In Asia, poachers continued to pursue the Sumatran rhino, hindered to some extent by their scattered numbers in dense forest habitat. The greater one-horned rhino, concentrated primarily in the swamps of Kaziranga National Park in north-east India and Nepal's Royal Chitwan National, has received strong protection and has significantly increased in numbers. However, it has remained vulnerable and there have been considerable losses to poachers. The rhino's use of regular trails makes their capture possible in concealed pits. Recently, poachers have even tapped power lines crossing some Indian reserves and set out wires to electrocute passing rhinos. However, since 1986, in Nepal and India, most of the rhinos killed have been shot.



IMPACT OF CATASTROPHES

Small isolated populations of rhinos are vulnerable to natural disasters such as drought, floods, fires, and hurricanes. In Indonesia, a virus killed five rhinos in Indonesia's Ujung Kulon National Park raising fears that an epidemic could wipe out a small rhino population, especially where in-breeding has reduced genetic variability. Such an epidemic could be catastrophic for Vietnam's population of 10 to 15 Javan rhinos.



THE GENETIC THREAT

Continued in-breeding between domestic animals is known to lead to genetic deterioration. Small populations of wild animals face the same risk. If a population drops below 100 breeding individuals, as is the case with most surviving rhino populations, there can be a loss of genetic material through random events, such as too few females being born; or floods, fires, disease or poaching may reduce the number of reproductive females or males.

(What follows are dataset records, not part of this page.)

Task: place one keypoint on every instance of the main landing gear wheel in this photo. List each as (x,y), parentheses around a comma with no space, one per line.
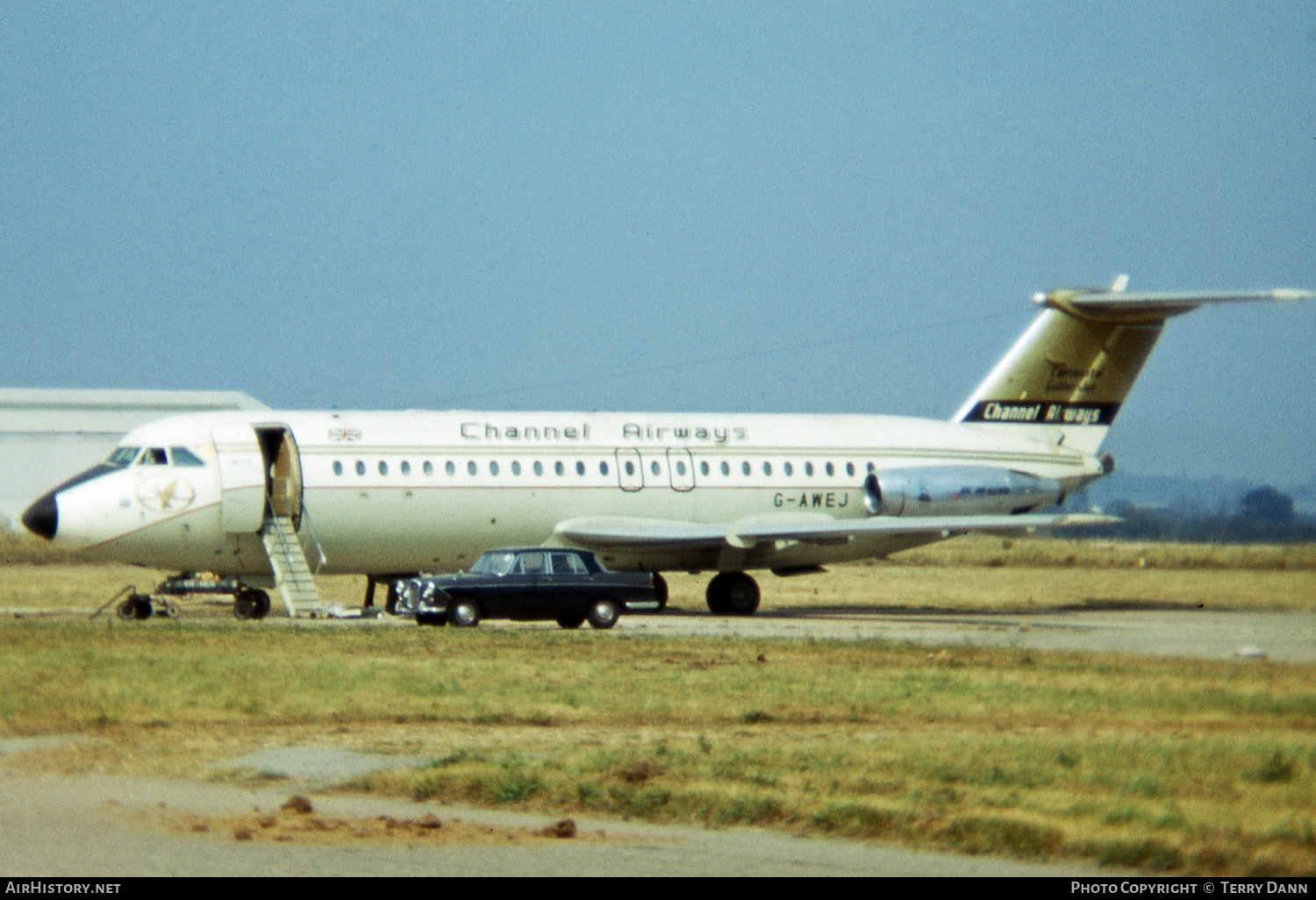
(137,605)
(250,604)
(603,613)
(661,591)
(733,594)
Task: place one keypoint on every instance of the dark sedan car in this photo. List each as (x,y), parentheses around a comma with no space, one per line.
(529,583)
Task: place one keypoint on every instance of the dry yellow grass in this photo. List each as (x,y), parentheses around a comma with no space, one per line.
(1168,765)
(974,574)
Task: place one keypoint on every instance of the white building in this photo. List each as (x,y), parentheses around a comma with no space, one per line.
(47,436)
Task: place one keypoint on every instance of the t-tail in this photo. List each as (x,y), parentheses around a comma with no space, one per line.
(1076,363)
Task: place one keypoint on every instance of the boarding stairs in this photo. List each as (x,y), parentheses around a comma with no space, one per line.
(291,570)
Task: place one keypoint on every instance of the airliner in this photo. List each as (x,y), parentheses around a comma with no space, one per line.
(237,502)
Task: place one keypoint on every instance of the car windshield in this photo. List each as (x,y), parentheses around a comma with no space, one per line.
(494,563)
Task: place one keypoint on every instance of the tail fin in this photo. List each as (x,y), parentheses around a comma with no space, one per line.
(1076,363)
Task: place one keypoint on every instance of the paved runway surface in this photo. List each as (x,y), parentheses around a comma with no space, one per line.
(1195,633)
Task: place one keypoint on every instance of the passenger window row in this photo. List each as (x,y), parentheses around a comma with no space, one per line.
(494,468)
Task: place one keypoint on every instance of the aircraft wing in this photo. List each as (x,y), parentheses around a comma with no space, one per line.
(660,533)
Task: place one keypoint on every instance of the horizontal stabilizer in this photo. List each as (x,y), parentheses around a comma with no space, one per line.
(618,532)
(1134,307)
(1071,370)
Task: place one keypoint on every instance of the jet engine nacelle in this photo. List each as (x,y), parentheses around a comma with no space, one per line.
(957,491)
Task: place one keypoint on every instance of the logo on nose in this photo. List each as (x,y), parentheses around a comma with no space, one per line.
(165,494)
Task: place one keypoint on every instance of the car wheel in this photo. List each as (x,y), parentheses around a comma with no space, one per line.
(604,613)
(463,613)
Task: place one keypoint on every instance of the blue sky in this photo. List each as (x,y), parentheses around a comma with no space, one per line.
(661,207)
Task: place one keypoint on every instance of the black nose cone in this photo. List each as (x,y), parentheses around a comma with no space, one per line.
(42,518)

Loss of reproductive capacity may follow so that the population begins to grow smaller and smaller, and continues to lose genetic variability until it becomes demographically unstable. By then, such a population is virtually doomed because it enters an "extinction vortex": small size leads to increased in-breeding, leading to lower birthrate and survival, and thence to reduced population growth rate in a continuing cycle until the population dies out.

Although no signs of ill effects have so far been noted in small rhino populations, the danger remains. Precautionary steps are necessary because genetic deterioration may not be observed until it is too late. Specialists in small-population biology recommend moving at least one male per generation between populations (which may be wild or captive) to maintain genetic variability. This is why breeding groups of rhinos in zoos are being established and managed as a reserve against deterioration or extinction in the wild.